The South African economy contracted by 7 percent in 2020, in large part due to the COVID-19 restrictions and a fall in external demand. Rising case numbers forced the government to move to a Level 4 lockdown last month, in which all gatherings were banned – adding another level of illegality to the current unrest. The unemployment rate sits at a record high of 32.6 percent, in a country with one of the world’s highest inequality rates.
“The COVID period has been particularly devastating for many communities already plagued by poverty and food insecurity. What COVID lockdowns have done is worsen inequality,” said Lizette Lancaster, of the Pretoria-based Institute for Security Studies.
“If we look at many of the areas where looting and general violence took place, they are places that are traditionally quite vulnerable for public violence – where shops often get looted or foreign nationals get targeted. When tensions run high, these are areas with communities that are particularly vulnerable.
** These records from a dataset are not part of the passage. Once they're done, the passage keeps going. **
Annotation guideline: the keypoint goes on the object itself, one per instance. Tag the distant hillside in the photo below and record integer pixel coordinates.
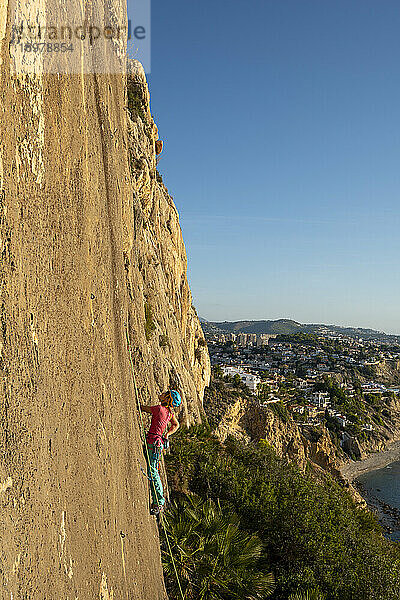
(281, 326)
(288, 327)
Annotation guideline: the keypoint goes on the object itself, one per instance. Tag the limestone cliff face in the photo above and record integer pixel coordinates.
(90, 243)
(172, 349)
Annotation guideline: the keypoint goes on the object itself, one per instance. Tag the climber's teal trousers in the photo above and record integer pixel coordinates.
(157, 492)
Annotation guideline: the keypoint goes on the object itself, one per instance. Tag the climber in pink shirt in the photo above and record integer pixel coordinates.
(163, 424)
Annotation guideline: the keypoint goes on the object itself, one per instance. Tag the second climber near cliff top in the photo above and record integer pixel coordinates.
(163, 424)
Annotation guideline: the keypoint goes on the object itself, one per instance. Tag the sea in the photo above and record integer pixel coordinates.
(381, 490)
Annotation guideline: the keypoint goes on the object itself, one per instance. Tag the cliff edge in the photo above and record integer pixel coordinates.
(91, 245)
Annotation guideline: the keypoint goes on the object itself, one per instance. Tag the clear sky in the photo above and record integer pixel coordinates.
(281, 122)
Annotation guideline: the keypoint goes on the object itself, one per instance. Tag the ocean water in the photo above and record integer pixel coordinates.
(380, 486)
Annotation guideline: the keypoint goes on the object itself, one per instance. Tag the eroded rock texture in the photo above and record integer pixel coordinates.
(90, 243)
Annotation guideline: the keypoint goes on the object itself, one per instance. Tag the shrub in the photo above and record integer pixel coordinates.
(313, 533)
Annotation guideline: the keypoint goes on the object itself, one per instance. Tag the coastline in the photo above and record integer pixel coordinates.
(353, 469)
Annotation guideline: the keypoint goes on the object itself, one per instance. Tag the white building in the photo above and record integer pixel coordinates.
(320, 399)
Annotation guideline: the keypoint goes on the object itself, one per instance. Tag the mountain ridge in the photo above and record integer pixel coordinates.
(289, 327)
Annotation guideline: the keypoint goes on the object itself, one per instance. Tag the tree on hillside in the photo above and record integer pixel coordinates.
(215, 560)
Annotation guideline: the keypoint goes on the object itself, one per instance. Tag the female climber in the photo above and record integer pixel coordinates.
(163, 424)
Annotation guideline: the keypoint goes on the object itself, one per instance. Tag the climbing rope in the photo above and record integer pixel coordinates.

The hotspots shouldn’t have come as a shock to many people.”
The economic damage caused during the recent unrest will further compound the effect of the pandemic – particularly for some of South Africa’s least well-off.
“Although these may be opportunistic acts of looting driven by hardship and poverty, the poor and the marginalised bear the ultimate brunt of the destruction that is currently under way,” Ramaphosa said on Monday.
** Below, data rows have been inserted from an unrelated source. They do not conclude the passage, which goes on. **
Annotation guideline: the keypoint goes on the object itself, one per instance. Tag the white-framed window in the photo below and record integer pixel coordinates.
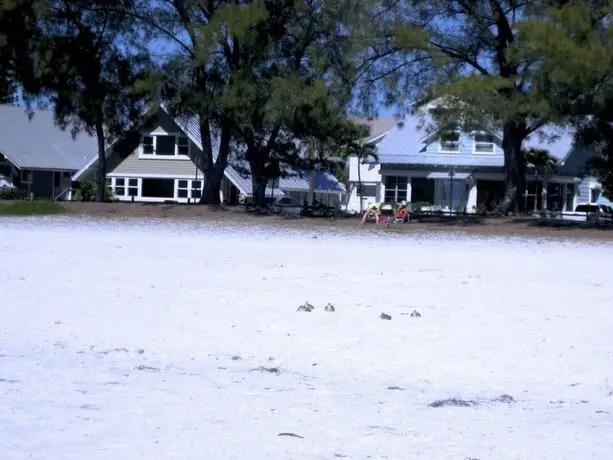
(164, 146)
(187, 188)
(449, 142)
(123, 187)
(366, 190)
(396, 188)
(26, 176)
(483, 143)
The number of soldiers deployed to quell the unrest has reached 25,000, with reservists being called up to reach this figure. Until their mission is complete, health workers will continue to work on a knife-edge.
During his distressing experience at the clinic, Essa recalls two patients arriving at the same time, both haemorrhaging badly.
“They brought me one guy who was almost dead and another guy, who had been stabbed in the chest but who I thought could be saved. I felt there was no time for me to resuscitate someone who was already gone.”
Essa had to break the news to the family of the deceased. They quickly pointed the finger at the young doctor, attempting to lunge at him, before being held back by security. The brother of the deceased then barged into the treatment room to get a glimpse of the corpse, angering others waiting for treatment.
A fight ensued with blows exchanged and blood spilled. The clinic descended into chaos. The police, already overstretched, did not arrive for an hour and a half – an agonising wait during which Essa feared for his life.
Essa was eventually escorted out of the clinic by police and despite displaying signs of post-traumatic stress disorder, he has returned to work.
Over the course of the week, his resolve has steadily returned.
“Yes, we have riots. Yes, we have mobs. But I do feel that there is a good reason for me to get up and go to work every day to do my job. It’s because there are still good South Africans that need my help,” he said.